Dennis Kucinich failed us four years ago as well by abandoning his antiwar platform in favor of Kerry’s pro-war campaign. There is little reason to believe ol’ Dennis won’t do the same thing again this year if Hillary is the nominee. It was party politics before issues. Kucinich wasn’t an activist but a pawn in the Democrat’s game. And the antiwar movement, or at least those who supported his bid, felt the damaging tremors for months afterward.
I think your largest, and perhaps most telling mistake is your unwillingness to move beyond an appraisal of the usual suspects of failing movements: mainly UFPJ and the like. The antiwar sentiment in this country is large, yet, as you correctly point out, there is no real visible “moving” movement on the ground. In many ways this is the so-called Left’s fault, as they are not willing to actually reach out to antiwar folks across the lines. A movement will never move forward with sectarian factions.
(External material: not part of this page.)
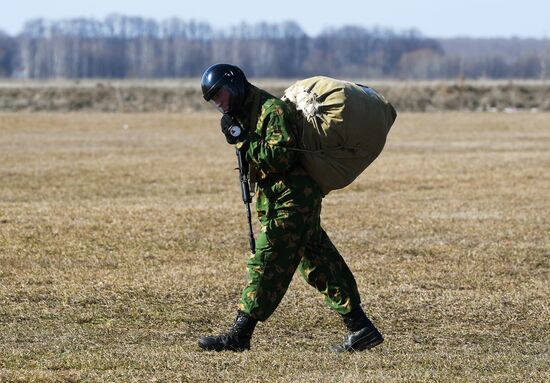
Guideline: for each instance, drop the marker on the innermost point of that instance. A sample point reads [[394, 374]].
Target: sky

Case in point being the most visible and enthusiastic antiwar candidate in the country, which you completely ignore: Rep. Ron Paul. Whether we agree or disagree with Paul’s privatize the world solution to every problem, we cannot ignore that his campaign is literally exploding owing to a broad coalition (some racist, others loony) of people who oppose the war in Iraq. Paul, for whatever reason, has built a real campaign, one I hope moves beyond the Republican primaries and in to the general election, despite who it may attract. The more independent antiwar voices we have the better we’ll all be.
Why won’t Left Turn embrace this new reality? As a movement that was allegedly born out of WTO protests in Seattle, which was an unimaginable coalition of interests (labor/environmental/protectionist), one would think the Left Turn editorial staff would be at the forefront in calling for such a coalition again today.
And this is where CounterPunch and Antiwar.com come in. Unlike the typical left-leaning newsletters (CounterPunch is not purely a leftwing site, and Antiwar.com is libertarian) their voices represent a genuine call for on the ground collaboration among all who oppose this war and the potential foray on Iran.
Whether we’re beer swilling rednecks from Knoxville or mushroom eatin’ hippies from Eugene, we need to come together. And working to keep the movement away from supporting a pro-war candidate like Hillary Clinton is an important endeavor. One I hope Left Turn won’t shy away from over the course of the next 11 months.
Cindy Sheehan’s campaign against Pelosi and CODEPINK’s relentless attacks on Hillary’s war position are examples of the work that needs to be supported. I’m hoping there will be a similar independent campaign in the presidential election. We need to monkeywrench this issue so the media and the big party candidates cannot ignore it. There is a lot of work, some of which you mention, that must be done. We cannot be locked in the logic of old. Vietnam was a different era. We agree on that.
So let’s move away from a purely leftist critique of the war machine and its Left opposition and embrace this new reality: The antiwar movement is larger than the Left. In fact, so much so that the Left may be at the whim of a real grassroots resistance instead of at its forefront.